I took a break from writing a brief this evening and watched the pilot for a new television show, created by David E. Kelley, “Harry’s Law,” on NBC. Kathy Bates, as a depressed, broken-down, big-firm patent lawyer, who gets fired from her job and opens a storefront law firm in a poor neighborhood of Cincinnati, Ohio is, well, hilarious.

In this time of recession, the basic premise of the show is hardly unrealistic. But when the protagonist gets her first client by being struck by a person who falls — no actually jumps — from a six-story building, and her first associate — or is it partner — when later that same day he strikes her with his car, the argument that Life Imitates Art (June 25, 2010) gets a little thin.

Then her new law firm ends up being named “Harriet’s Law and Fine Shoes,” because her secretary is a shoe aficionado who insists they sell the left-over shoes from a previous tenant.

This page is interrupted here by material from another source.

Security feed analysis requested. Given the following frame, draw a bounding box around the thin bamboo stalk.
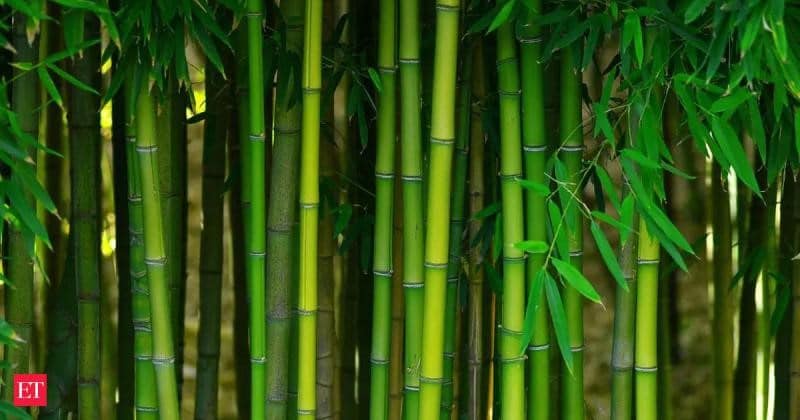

It seems like we are way outside the realm of reality. Still, in the Los Angles area there is “The Legal Grind,” a real law firm that sells “Coffee & Counsel®.”

In her first trial, Harriet pushes for jury nullification on behalf of a college-bound African-American youth who is admittedly guilty of possession of cocaine. She argues the jury should let him go rather than ruin his life by sending him to prison.

The jury finds him guilty, but the judge saves the day by sentencing him to two years in prison — all suspended — so that he can go to college.

All right, I admit it, the show is not realistic enough to take into account the impact of Ohio’s 983 statutory and regulatory collateral consequences that would very likely doom Harriet’s client anyway.

Still the show is a lot of fun. I guess I’ll have to try to tune in on Monday nights.

But remember, as Mark Twain said, “Truth is stranger than fiction, but it is because Fiction is obliged to stick to possibilities; Truth isn’t.”